C'était en vérité une bien faible fiche de consolation, et la lenteur des opérations du siège d'Anvers fournit un nouvel aliment à l'exaspération de l’opinion publique, en France comme en Belgique.
Il n'entre pas dans ce cadre de retracer les épisodes de l'attaque et de la défense de la citadelle. Le général Chassé, âgé de 67 ans, y disposait de 145 officiers, 4.400 sous-officiers et soldats, 114 pièces. La première parallèle fut creusée à 500 pas des remparts dans la nuit du 29 au 30 novembre, sur les faces sud, sud-est et est, les faces vers la ville étant neutralisées d'un commun accord. En somme, la défense de la citadelle fut une affaire de prestige, ce que l'on appelle maintenant un « baroud d'honneur » menée avec une remarquable bravoure par la garnison hollandaise, jusqu'à la limite de ses moyens et sans grand espoir de secours par l’armée de campagne. La capitulation ne fut signée que le 23 décembre 1832, à 23 heures, Les Hollandais, dans leur citadelle ravagée par les bombes, avaient perdu 122 morts, 369 blessés, 70 prisonniers.
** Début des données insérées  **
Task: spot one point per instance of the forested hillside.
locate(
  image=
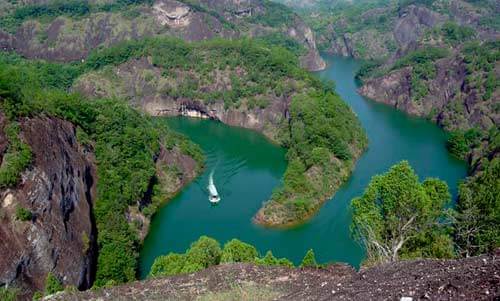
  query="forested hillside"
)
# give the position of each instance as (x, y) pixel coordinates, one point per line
(69, 30)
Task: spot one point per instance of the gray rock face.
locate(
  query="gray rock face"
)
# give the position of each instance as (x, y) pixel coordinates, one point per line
(59, 190)
(450, 102)
(65, 39)
(150, 98)
(413, 20)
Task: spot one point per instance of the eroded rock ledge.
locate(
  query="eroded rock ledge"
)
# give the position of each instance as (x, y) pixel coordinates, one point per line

Les Français comptaient 108 tués, 695 blessés, 3 prisonniers. Les Hollandais avaient lancé 42.000 projectiles, les assiégeants plus de 64.000.
Conformément à la convention franco-belge, les Français remirent la citadelle aux Belges, mais, comme en 1831, rien ne fut conduit à sa conclusion. Le roi Guillaume refusa de rétrocéder les forts de Lillo et de Liefkenshoek ; et l'on dut envoyer à Dunkerque les 4.000 prisonniers hollandais.
Le 31 décembre, un décret royal adressa à l'armée française les remerciements officiels de la nation belge, Ils étaient amplement mérités : par deux fois la France avait participé de façon effective au maintien de notre indépendance. Mais une blessure d'amour-propre restait ouverte dans les milieux militaires, frustrés par le concert européen de la possibilité de résoudre radicalement le problème. Par ailleurs, il était fâcheux de voir s'ouvrir l'histoire de l'armée d'un pays indépendant, d'abord par une défaite rapide, ensuite par une neutralité sans gloire.